The invention discloses a method for detecting residual solvent in alpha-ribose mesylate by using gas chromatography, which belongs to the technical field of chemical detection, wherein the residual solvent in the alpha-ribose mesylate is detected by using the gas chromatography, the instrument is a gas chromatograph, the detector is a FID detector, a chromatographic column adopts a DB-WAX quartz capillary chromatographic column, and carrier gas is N 2 The flow rate is 3.0mL/min, the split ratio is 20:1, and the column temperature is as follows: maintaining at 40deg.C for 10 min, heating to 80deg.C at 10deg.C per minute, heating to 250deg.C per minute for 3 min, introducing sample into the headspace, balancing temperature at 90deg.C, quantifying ring temperature at 100deg.C, and transmitting line temperature at 110deg.C for 30min; sample injection volume: 1.0ml, can effectively separate the residual solvent in the alpha-ribose mesylate and quantitatively detect the content of the residual solvent, and the method has the advantages of simple operation, strong specificity, high sensitivity, high accuracy, good linearity and durability, and can accurately and rapidly determine the alpha-room ratioResidual amount of 8 solvents in ribomethane sulfonate.

Description

一种气相色谱法检测α-核糖甲磺酸酯中残留溶剂的方法A method for detecting residual solvent in α-ribose mesylate by gas chromatography

技术领域technical field

本发明属于化学检测技术领域,特别涉及一种气相色谱法检测α-核糖甲磺酸酯中残留溶剂的方法。
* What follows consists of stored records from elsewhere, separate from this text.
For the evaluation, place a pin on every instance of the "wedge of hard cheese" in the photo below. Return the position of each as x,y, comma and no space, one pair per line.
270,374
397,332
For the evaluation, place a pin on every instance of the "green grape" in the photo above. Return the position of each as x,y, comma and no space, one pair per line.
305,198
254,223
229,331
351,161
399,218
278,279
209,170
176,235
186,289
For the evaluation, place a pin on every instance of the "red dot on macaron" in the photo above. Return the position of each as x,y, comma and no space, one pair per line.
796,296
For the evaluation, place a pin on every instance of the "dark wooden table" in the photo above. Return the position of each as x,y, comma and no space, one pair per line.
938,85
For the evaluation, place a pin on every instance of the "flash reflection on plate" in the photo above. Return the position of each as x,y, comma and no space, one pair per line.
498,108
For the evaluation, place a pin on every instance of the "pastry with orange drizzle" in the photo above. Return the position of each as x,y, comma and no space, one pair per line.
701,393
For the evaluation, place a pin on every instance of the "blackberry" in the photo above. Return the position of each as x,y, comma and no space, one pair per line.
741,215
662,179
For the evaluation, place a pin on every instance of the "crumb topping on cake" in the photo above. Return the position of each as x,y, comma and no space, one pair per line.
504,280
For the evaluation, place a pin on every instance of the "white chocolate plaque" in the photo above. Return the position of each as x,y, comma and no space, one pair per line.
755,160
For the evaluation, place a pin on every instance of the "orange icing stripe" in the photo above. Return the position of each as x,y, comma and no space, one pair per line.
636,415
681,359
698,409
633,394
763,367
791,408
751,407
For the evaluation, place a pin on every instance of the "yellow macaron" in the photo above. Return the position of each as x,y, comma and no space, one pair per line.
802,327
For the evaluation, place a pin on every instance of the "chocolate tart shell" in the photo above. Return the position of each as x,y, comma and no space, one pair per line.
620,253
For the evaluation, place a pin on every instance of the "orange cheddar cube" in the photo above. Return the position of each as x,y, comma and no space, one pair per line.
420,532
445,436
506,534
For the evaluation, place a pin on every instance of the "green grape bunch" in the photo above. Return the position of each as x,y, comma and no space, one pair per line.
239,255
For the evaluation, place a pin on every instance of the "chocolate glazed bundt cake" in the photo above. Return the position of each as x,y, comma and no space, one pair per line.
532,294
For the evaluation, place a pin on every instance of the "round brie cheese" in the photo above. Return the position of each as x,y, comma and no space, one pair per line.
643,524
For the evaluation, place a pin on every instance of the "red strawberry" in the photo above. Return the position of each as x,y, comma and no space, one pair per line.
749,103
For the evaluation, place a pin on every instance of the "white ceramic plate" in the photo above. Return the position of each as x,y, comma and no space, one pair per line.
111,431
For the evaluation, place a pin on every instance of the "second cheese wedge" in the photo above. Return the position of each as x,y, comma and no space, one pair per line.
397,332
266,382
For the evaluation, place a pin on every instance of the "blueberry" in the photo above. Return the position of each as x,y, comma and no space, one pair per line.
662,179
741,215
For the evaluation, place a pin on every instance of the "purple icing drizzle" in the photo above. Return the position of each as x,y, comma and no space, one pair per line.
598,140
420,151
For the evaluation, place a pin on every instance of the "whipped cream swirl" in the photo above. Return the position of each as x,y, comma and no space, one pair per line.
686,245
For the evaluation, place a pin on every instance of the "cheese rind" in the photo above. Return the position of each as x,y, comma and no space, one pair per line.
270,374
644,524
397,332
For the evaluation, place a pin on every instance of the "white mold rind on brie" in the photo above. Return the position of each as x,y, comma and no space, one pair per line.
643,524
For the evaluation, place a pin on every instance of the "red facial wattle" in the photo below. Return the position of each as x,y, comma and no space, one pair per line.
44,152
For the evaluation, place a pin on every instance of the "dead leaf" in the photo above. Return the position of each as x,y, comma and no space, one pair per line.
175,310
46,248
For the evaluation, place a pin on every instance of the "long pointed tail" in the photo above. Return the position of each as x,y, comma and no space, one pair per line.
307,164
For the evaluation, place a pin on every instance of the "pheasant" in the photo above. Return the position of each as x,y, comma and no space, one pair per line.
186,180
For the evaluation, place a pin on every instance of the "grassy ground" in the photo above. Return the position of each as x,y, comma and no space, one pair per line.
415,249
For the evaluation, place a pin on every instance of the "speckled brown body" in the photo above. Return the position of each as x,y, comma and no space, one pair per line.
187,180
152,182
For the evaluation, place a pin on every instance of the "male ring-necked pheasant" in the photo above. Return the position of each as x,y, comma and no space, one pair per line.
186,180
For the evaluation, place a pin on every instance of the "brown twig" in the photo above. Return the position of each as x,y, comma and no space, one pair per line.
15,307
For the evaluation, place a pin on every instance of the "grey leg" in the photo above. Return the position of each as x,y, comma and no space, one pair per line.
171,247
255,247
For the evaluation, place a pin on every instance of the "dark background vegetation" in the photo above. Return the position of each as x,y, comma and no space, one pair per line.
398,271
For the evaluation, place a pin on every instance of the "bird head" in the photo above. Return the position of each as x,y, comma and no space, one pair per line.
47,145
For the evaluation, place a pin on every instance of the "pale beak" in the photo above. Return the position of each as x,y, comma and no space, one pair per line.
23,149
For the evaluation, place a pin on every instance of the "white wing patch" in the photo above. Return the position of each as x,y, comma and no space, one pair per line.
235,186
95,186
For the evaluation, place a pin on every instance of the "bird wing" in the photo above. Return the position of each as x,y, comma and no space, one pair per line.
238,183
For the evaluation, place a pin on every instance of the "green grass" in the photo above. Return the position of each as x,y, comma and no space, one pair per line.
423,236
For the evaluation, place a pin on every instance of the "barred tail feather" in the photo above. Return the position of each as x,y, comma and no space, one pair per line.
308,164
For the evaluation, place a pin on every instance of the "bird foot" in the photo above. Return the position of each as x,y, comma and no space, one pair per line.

The invention belongs to the technical field of chemical detection, in particular to a method for detecting residual solvent in α-ribose mesylate by gas chromatography.

背景技术Background technique

α-核糖甲磺酸酯是盐酸吉西他滨原料药合成中重要的起始物料,盐酸吉西他滨是一种临床应用广泛的抗癌药,其注射剂在许多国家上市,在源头控制好起始物料的质量尤为重要,目前对于α-核糖甲磺酸酯中残留溶剂的检测方法还没有报道,α-核糖甲磺酸酯中有机溶剂残留对产品质量有一定的影响,因此,开发出一种能有效检测α-核糖甲磺酸酯中残留溶剂的检测方法是十分必要的,我们经过长时间研究终于研究出一种能检测出α-核糖甲磺酸酯中残留溶剂的方法,而且此方法操作方便,检测效果较佳。α-Ribose mesylate is an important starting material in the synthesis of gemcitabine hydrochloride raw materials. Gemcitabine hydrochloride is an anticancer drug widely used in clinical practice. Its injections are listed in many countries. It is particularly important to control the quality of starting materials at the source. At present, there is no report on the detection method of residual solvents in α-ribose mesylate. Residual organic solvents in α-ribose mesylate have a certain impact on product quality. Yes, after a long period of research, we have finally developed a method that can detect residual solvents in α-ribose mesylate, and this method is easy to operate and has better detection results.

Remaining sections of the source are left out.